Java also sometimes uses "memory safe" to refer to programs that don't have null pointer exceptions. So in that sense, Java isn't memory safe by construction either.
These terms are used slightly differently by different communities, which is why I discuss this point in the article. But you seem adamant that you have the sole authority for defining these terms so :shrug:
When those US government articles about how we should switch to memory safe languages come out, they refer to Java as a “memory safe language”.
They also count data race freedom as part of memory safety, which I think is wrong (and contradicts their inclusion of Java and even Go in the list of memory safe languages).
So no, I’m not an authority. I’m just following the general trend of how the term is used.
And ive never heard “memory safe” used in relation to not having null pointer exceptions. That’s a new one and sounds nonsensical, frankly
> They also count data race freedom as part of memory safety, which I think is wrong (and contradicts their inclusion of Java and even Go in the list of memory safe languages).
For Java, there's no contradiction if you define data race freedom as "data races cannot cause arbitrary memory corruption / UB".
> And ive never heard “memory safe” used in relation to not having null pointer exceptions.
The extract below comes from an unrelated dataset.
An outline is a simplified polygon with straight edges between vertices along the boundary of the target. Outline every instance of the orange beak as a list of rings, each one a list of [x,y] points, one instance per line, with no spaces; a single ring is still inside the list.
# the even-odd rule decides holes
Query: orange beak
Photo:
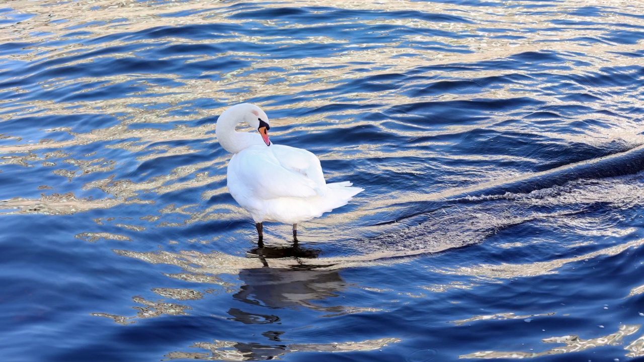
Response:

That’s a new one and sounds nonsensical, frankly
I was also surprised, but it's what I was told by people working on verification of Java programs. And you can see e.g. at https://link.springer.com/content/pdf/10.1007/978-3-030-1750... that people are proving memory safety of Java programs, which would not make sense at all if all Java programs are memory safe by construction.
> Curiously, Go itself is unclear about its memory safety on go.dev.
Yeah... I was actually surprised by that when I did the research for the article. I had to go to Wikipedia to find a reference for "Go is considered memory-safe".
Maybe they didn't think much about it, or maybe they enjoy the ambiguity. IMO it'd be more honest to just clearly state this. I don't mind Go making different trade-offs than my favorite language, but I do mind them not being upfront about the consequences of their choices.
What is the difference between those? How does a compiler that assumes UB never happens violate the requirement that UB can have arbitrary concrete behavior? If we look at a simple example like optimizing "x + y > x" (signed arithmetic, y known to be positive) to "true" -- that will lead to some arbitrary concrete behavior of the program, so it seems covered by the definition.
I assume that what the original C authors meant was closer to "on signed integer overflow, non-deterministically pick some result from the following set", but that's not what they wrote in the standard... if you want to specify that something is non-deterministic, you need to spell out exactly what the set of possible choices are. Maybe for singed integer overflow one could infer this (though it really should be made explicit IMO), but C also says that the program has UB "by default" if it runs into a case not described by the standard, and there's just no way to infer a set of choices from that as far as I can see.